Le roumain, le français, le lingala
Amitiés, rencontres, adolescence, exil étudiant à Paris, voyage en RDC, entrée dans l’âge adulte… Le voyage initiatique est classique, attendu. Ce qui l’est moins, c’est le style d’Annie Lulu, comme si se heurtaient dans ses phrases, justement, le roumain, le français, le lingala. Page après page, la violence subie innerve tout le livre, elle en est la « petite musique » tantôt grinçante tantôt percutante, qui hypnotise et fascine.
« Alors que j’avais déjà fait ma toilette en me levant le matin, puis en rentrant de l’école, le soir je passais encore à la douche après Elena, qui me frottait de toutes ses forces, le dos, les bras, le ventre plein et digérant, me savonnait frénétiquement le visage, puis me peignait en arrachant les nœuds de mes cheveux bouclés qu’elle essayait désespérément de raidir avec de l’huile alimentaire à défaut de fer à lisser. »

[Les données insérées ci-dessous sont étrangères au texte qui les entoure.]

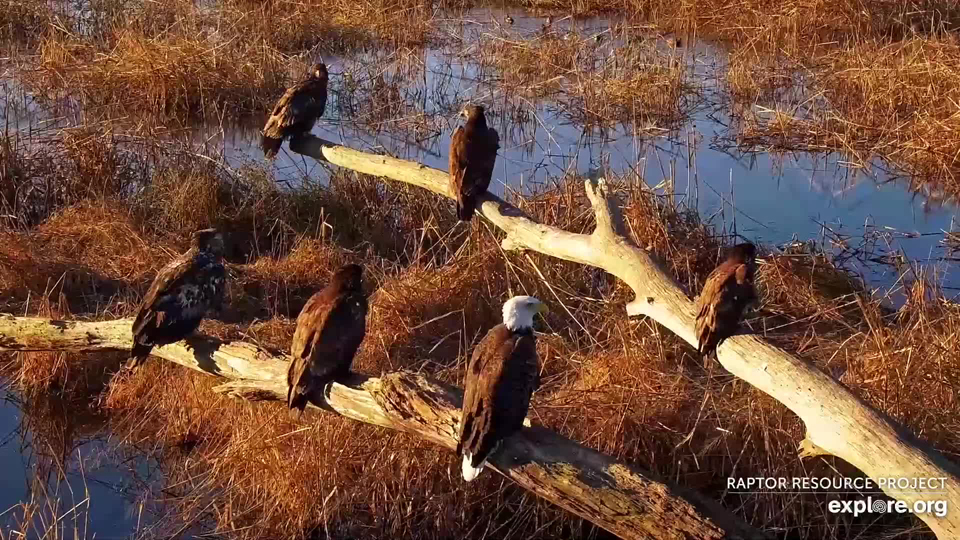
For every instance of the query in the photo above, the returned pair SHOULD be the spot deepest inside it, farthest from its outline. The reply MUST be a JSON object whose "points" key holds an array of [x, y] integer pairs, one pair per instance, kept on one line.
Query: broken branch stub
{"points": [[620, 498], [837, 421]]}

Se revendiquant de ses « pères de nuit » Sony Labou Tansi et Tchicaya U Tam’si, Annie Lulu creuse, mot après mot, cette violence à fleur de peau, s’y enfonce pour dire non seulement le racisme, mais bien au-delà, l’oppression qui s’exerce sur les corps – à Bucarest, à Paris, à Goma. Alors oui, peut-être Nili Makasi trouve-t-elle au Congo ce qu’elle cherchait, l’homme que fut son père et l’amour qu’il lui porta, malgré la distance et le silence. Peut-être même trouve-t-elle un sens à sa vie en ouvrant son ventre à la maternité, en un déraisonnable sursaut d’espoir et de foi en l’âme humaine.
Cocotte-Minute explosive
Mais dans ce pays qui demeure « la dépouille de Lumumba », « cadavre merveilleux aux mille poussières d’outre-tombe » sur lequel s’acharnent des « prédateurs psychopathes », dans ce pays dont elle est issue, c’est surtout l’ennemi politique qu’elle découvre à travers l’engagement de Kimia, le père de l’enfant qu’elle porte.
« Mon fils, écoute-moi : où que tu ailles sur terre, dis-toi bien une chose, ce sont toujours ceux qui gouvernent par la violence à qui manque la beauté, souffle-t-elle à son ventre. […] Ceux qui obligent les autres, les écrasent. Où que tu poses ton regard en ce monde, des brutes incapables d’empathie, de respect pour la vie, essaient toujours d’arracher le pouvoir en se tricotant une autre histoire que la leur, glorieuse, héroïque, pour supporter qui ils sont. Des renégats, la lie des hommes. Partout les gens souffrent de cette folie prédatrice, destructrice, d’une poignée de fous furieux assassins. »
Loin du « monde pourri » de l’Europe, Nili Makasi affronte l’arbitraire, la torture et la mort, et ne doit sa survie qu’à son passeport, son argent, peut-être sa couleur de peau plus claire. Mais la vie, n’est-ce pas ce « non » lancé à la face du néant, seconde après seconde, cette lutte dont on sait ne jamais sortir vainqueur mais que l’on poursuit malgré tout ? « Tu sais, je préfère te le dire tout de suite, là-bas, dans le vieux monde pourri que tes frères rejoignent en dépouilles flottantes, en cervelles coulées au péril d’un silence acéphale, tout est simple et accessible, mais ici, dans la Cocotte-Minute explosive des frayeurs mijotées au détour de la tombée de dix-huit heures, au plus dangereux de notre promenade, tout est possible. » Dans le ventre d’une mère, il y a toujours l’espoir.